The intention was that extensions were completely open to the local administrator for (almost) as many or as few (=>1) digits as they wished. This is because currently there are no standards within PBX systems as far as digit length dialing, and it seems unnecessary to enforce some type of localized digit length. If your current phone system uses 5 digit dialing, then instead of coming up with a new plan, why not just use that 5 digit dialing pattern? If you don't use internal extensions but instead use fully-qualified E.164 numbers, then feel free to use that as well though of course that is a bit unwieldy.

I'd propose two things:
1. a standard TXT entry in each ITAD's freenum.org entry which
points to a web directory of some sort giving information.

Already there, almost. :-)

This isn't widely publicized yet, but there are meta-data in the DNS records already for each ITAD. For instance, this is the meta-data for my ITAD (256):

$ORIGIN 256.info.freenum.org.
o IN TXT "Hyjynx Technology Systems, Inc."
street IN TXT "14625 Baltimore Avenue, PMB 170"
localityName IN TXT "Laurel"
stateOrProvince IN TXT "MD"
postalCode IN TXT "20707"
c IN TXT "US"
friendlyCountryName IN TXT "United States"
tz IN TXT "UTC-0800"
friendlyTimezone IN TXT "US/Pacific"
lang IN TXT "en"
friendlyLanguage IN TXT "English"
email IN TXT
""

So you get this on a dig:

[root@public
asterisk]# dig +short TXT o.256.info.freenum.org.
"Hyjynx Technology Systems, Inc."
[root@public
asterisk]#

We currently have a field that can be edited by the administrator of each ITAD called "Directory URL", and we also have a larger free-form field called "Number format". Both of these could easily be integrated in the same way as TXT records. Please take a look at your ITAD settings page on the freenum.org site for these fields.

Any suggestions as to what the identifier should be called?

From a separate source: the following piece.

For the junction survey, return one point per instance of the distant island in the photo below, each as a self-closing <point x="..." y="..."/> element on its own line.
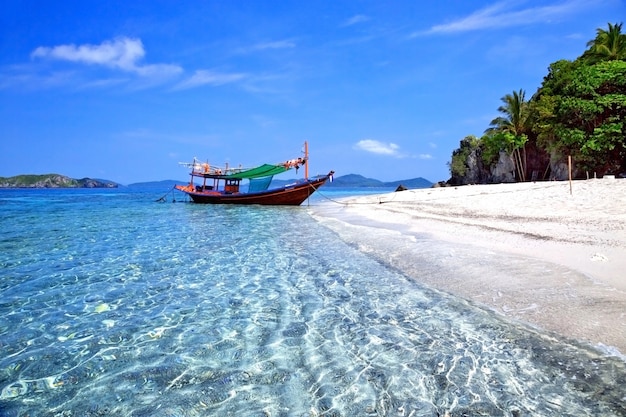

I suspect it will be difficult, if not impossible, to make a machine readable version of "Number format" since REGEXPs are overkill and frankly nobody will update them, given my experience with everything else in the database.

2. the standard that the "0" extension always gets you to some
sort of informational message about what to dial, or to an
IVR of some sort, or to a human attendant.

A "Best Common Practices" set of extensions is indeed something that has been mentioned in the past. Much like "postmaster", "webmaster", etc. have from RFC2142 (http://www.faqs.org/rfcs/rfc2142.html) However, it is highly advised to avoid region-specific assumptions. RFC2142 is biased towards English, which is a significant downside to that RFC, IMO. We have the luxury of being numeric-only, but I'd hate to specify a set of numeric defaults that are region-biased. For instance, "411" is not the number for directory assistance in many nations.

What is the set of desirable extensions to have as suggested (but not mandatory) destinations? I agree that "0" is an obvious directory/receptionist/IVR destination. What others?

JT

#2 is already the case at my ITAD, at MIT's, at NPR's, at Octothorp,
and probably at many others.

But of course, there's no way to enforce any such thing.